Many healthy women are not getting enough iron and develop an iron deficiency in pregnancy. According to a study published in the journal Pediatric Research, 35 to 58 percent of women are deficient, which is bad enough in its own right, but they’ve also found that a deficiency in iron during pregnancy can affect the brain development of your unborn child.

Bradley S. Peterson, M.D., Director of the Institute for the Developing Mind at the Saban Research Institute in Los Angeles, and Catherine Monk, Ph.D., of Columbia University Medical Center, both examined brain tissue from 40 newborn infants 20 days after birth.

“The researchers found that the higher the amount of iron the mother ingested, the more mature the gray brain matter.” // www.fitpregnancy.com

Conversely, lower levels of dietary iron in the pregnant mothers resulted in more immature gray matter in the newborns, and “it has been shown that newborns with a low iron profile lagged in general motor and neurocognitive development.” (source)

So how much iron should a mother, or mother to be, be taking before and during her pregnancy?

(Find out what foods are best during pregnancy for healthy fetal brain development)

Section 1. How much iron do you really need?

The best time to optimize your iron intake is preconception. Pregnancy will increase the body’s demand for iron substantially. For women ages 19-50, the RDI is 18mg a day, which increases to 27mg a day for pregnant women.

Also, iron requirements are lower in the first trimester of pregnancy because the amount of iron that is absorbed into your body is also reduced. After the first three months, your body’s absorption of iron increases.

“The amounts [of iron] that can be absorbed from even an optimal diet, however, are less than the iron requirements in later pregnancy and a woman must enter pregnancy with iron stores of about 300 mg if she is to meet her requirements fully.” // www.fitpregnancy.com

Thick Steak -Iron Deficiency in Pregnancy
Source: www.therenaissancebeard.com

Chapter 2. Why do I need sufficient iron during pregnancy?

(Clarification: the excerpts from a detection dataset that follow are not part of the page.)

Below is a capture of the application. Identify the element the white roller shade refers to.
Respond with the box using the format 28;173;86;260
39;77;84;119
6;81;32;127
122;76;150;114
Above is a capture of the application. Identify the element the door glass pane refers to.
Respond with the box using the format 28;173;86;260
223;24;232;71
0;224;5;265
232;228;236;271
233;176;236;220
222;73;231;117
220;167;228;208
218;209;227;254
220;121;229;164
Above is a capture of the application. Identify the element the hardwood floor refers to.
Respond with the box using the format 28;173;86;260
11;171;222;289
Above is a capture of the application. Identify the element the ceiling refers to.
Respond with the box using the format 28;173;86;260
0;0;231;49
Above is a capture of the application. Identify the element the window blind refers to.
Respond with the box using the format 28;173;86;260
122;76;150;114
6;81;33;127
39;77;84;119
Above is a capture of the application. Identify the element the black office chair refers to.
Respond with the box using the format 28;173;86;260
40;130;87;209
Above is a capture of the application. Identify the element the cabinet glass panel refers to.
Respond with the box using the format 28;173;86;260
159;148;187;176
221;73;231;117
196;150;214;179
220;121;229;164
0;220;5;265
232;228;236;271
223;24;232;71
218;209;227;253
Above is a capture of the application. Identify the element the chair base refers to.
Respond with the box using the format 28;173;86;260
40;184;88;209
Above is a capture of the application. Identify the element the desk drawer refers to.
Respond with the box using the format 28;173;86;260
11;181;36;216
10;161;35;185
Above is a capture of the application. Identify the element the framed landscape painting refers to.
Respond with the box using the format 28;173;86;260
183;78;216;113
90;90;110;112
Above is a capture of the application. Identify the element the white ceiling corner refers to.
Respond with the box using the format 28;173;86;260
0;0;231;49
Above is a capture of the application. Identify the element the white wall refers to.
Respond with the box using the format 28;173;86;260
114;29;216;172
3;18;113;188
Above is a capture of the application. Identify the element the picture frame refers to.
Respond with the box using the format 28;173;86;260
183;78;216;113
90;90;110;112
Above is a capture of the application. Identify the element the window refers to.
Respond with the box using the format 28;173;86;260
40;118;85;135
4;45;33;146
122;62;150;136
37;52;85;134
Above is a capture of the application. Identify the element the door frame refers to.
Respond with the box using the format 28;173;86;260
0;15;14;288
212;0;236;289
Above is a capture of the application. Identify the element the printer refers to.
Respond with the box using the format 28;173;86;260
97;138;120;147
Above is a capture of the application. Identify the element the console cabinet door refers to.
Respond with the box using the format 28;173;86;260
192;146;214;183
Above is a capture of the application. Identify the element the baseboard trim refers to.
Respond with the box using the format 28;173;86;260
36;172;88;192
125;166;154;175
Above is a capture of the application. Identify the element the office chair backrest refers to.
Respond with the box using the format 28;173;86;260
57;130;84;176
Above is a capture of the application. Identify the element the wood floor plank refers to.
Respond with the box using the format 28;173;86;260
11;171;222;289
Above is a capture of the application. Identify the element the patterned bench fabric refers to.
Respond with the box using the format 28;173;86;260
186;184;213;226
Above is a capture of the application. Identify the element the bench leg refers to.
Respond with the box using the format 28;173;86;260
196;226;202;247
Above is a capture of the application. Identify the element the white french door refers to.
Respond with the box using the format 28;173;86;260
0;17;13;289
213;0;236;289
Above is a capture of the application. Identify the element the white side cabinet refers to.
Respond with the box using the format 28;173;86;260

  • The volume of blood in your body increases nearly 50% during pregnancy, so you need more iron to make more hemoglobin.
  • You need extra iron for your growing baby and placenta, especially in the second and third trimesters.
  • Many women need even more because they start their pregnancy with insufficient stores of iron.
  • Iron-deficiency anemia during pregnancy is associated with preterm delivery, low birth weight, and infant mortality. // www.babycenter.com

Chapter 3. Does it need to be daily?

No. When pregnant, you can spread out your 27mg a day over the course of a few days or a week at most. Same goes for the non-pregnant target of 18mg.

So for a pregnant woman, 189mg over the course of one week is your target.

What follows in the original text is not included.